Competent management assumes that the overall direction of government-its size and scope-is a settled issue, a given. But the good professor's comments elides the basic flaw in the entire Bloomberg opus-an understanding of how government itself-its expansion through a bigger work force and higher taxes-has exacerbated the national economic down turn. It also avoids confronting just how mediocre the Bloomberg tenure has been-big ideas like smoking cessation and congestion taxing that misdirect the public attention from the need for reforming the structure of government, and the concomitant therapeutic impact such an effort would have on the local economy.
Instead we get the intrusive nanny initiatives that look to stigmatize neighborhood restaurants with scarlet letters, and local bodegas with gruesome anti-smoking signs; not to mention menu labeling, trans fat banning, and peddler proliferation. Message to Bloomberg and the sightless professoriat: the local economic ship be sinking, going under from the lack of any competent vision at the top.
And the sinking ship is being captained by Iceberg Bloomberg. Adam Lisberg captures a bit of the captain cluelessness: "It's a far different mood than during Bloomberg's reelection campaign, when he barnstormed the city with sunny messages and bold promises. Remember his pledge last year to fix the MTA? Today he's reduced to telling New Yorkers to complain to Albany about service cuts and the potential loss of student MetroCards. Remember how he trumpeted the NYPD's crime reductions? Today he acknowledges the shrinking number of cops has factored into the rising murder rate. Remember how he bragged about keeping "streets and parks cleaner and safer"? His own statistics now show parks getting dirtier and more dangerous - while the time to fill a pothole has practically doubled."
Lisberg errs, however, when he observes the following: "Things are tough in New York. Bloomberg has kept the city's budget balanced with seven rounds of brutal spending cuts, but he is beginning to acknowledge the toll it takes on the services New Yorkers expect." We disagree.
What is brutal is the tax burden on all New Yorkers-and the idea that cutting government means eviscerating vital services when you still have a $400 million a year program to house homeless pregnant women-not to mention a department of health that sticks its expensive nose where it doesn't belong-is simply buying into a conventional wisdom that needs to be challenged.
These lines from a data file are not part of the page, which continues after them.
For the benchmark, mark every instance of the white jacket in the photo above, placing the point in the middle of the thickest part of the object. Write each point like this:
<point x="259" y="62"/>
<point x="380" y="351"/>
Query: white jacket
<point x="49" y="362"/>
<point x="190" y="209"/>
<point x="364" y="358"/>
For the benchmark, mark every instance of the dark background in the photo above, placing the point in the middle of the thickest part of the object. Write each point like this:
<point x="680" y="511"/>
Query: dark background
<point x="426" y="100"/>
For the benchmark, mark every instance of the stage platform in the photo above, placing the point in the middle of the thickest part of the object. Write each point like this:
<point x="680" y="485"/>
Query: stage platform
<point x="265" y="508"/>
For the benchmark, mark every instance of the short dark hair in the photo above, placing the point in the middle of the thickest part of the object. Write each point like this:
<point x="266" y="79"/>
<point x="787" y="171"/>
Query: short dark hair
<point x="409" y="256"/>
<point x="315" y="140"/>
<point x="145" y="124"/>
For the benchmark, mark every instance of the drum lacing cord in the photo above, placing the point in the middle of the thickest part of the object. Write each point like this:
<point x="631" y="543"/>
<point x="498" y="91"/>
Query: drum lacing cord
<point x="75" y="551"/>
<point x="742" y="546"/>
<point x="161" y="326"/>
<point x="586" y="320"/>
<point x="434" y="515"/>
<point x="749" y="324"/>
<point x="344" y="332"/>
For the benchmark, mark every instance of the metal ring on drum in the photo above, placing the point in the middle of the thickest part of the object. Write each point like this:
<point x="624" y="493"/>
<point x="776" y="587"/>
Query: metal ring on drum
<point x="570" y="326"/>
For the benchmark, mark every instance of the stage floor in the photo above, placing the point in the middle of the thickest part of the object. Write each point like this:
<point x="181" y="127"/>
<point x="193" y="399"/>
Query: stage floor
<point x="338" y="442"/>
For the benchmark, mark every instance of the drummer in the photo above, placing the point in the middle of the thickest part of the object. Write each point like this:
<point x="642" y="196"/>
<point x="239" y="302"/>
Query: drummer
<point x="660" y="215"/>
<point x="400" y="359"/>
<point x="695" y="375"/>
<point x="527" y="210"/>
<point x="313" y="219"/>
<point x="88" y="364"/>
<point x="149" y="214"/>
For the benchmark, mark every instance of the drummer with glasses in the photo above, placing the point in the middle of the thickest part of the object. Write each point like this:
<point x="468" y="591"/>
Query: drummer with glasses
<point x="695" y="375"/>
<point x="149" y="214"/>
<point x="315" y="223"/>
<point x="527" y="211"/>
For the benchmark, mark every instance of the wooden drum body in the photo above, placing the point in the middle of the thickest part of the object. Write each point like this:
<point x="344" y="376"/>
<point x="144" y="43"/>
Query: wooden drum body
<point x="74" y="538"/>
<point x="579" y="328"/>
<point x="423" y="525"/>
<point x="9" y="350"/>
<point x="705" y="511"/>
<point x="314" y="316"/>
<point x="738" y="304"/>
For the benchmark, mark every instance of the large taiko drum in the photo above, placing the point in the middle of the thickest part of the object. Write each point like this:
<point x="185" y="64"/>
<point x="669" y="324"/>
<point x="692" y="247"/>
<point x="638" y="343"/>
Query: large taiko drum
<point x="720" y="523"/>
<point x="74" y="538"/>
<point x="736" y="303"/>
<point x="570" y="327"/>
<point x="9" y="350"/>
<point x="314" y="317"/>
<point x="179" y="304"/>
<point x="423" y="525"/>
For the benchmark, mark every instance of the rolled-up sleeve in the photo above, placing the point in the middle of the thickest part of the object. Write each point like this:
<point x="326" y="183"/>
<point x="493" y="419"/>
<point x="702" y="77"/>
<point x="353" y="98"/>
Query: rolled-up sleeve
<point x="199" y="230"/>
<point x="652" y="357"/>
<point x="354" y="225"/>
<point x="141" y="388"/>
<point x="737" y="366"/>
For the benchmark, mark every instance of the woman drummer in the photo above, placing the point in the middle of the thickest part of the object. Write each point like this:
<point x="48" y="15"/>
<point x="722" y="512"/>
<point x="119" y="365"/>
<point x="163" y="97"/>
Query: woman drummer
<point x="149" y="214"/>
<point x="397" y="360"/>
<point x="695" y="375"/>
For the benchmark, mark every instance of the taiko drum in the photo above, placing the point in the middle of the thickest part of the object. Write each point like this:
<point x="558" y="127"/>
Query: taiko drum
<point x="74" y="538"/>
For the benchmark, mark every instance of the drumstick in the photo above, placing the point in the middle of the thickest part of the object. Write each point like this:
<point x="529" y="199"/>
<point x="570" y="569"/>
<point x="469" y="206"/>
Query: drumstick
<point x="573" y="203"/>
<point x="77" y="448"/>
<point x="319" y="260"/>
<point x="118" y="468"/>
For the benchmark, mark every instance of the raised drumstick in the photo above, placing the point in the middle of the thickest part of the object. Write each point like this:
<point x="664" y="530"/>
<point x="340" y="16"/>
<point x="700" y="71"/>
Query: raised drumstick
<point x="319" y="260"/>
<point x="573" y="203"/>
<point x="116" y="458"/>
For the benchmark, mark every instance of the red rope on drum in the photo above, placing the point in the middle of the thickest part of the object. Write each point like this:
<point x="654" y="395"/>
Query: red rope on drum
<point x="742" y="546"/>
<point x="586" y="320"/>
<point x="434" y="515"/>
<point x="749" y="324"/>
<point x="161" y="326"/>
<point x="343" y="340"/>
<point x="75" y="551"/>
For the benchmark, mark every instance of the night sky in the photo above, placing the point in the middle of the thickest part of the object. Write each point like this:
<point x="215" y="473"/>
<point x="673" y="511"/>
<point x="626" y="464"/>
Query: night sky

When Rudy Giuliani came into office he challenged the conventional wisdom on welfare and crime-and suffered the slings and arrows from the bien pensants. But, in spite of all the carping, the city was better off-at least after his reforming first term. With Bloomberg, we not only get conventional wisdom on steroids, but we get it leavened with a nanny mentality that is suffocating to local business as well as to the liberty of all of us.
The city and the state needs leaders who are not only above reproach from a public corruption standpoint, but who also understand that we need to begin to trim the government sails so that we can insure that our once robust economy is not dragged under by mediocre meddlers and their bureaucratic accomplices. Until we do, there will be more empty store fronts-with accompanying press reports that can't seem to figure out just why it is thus.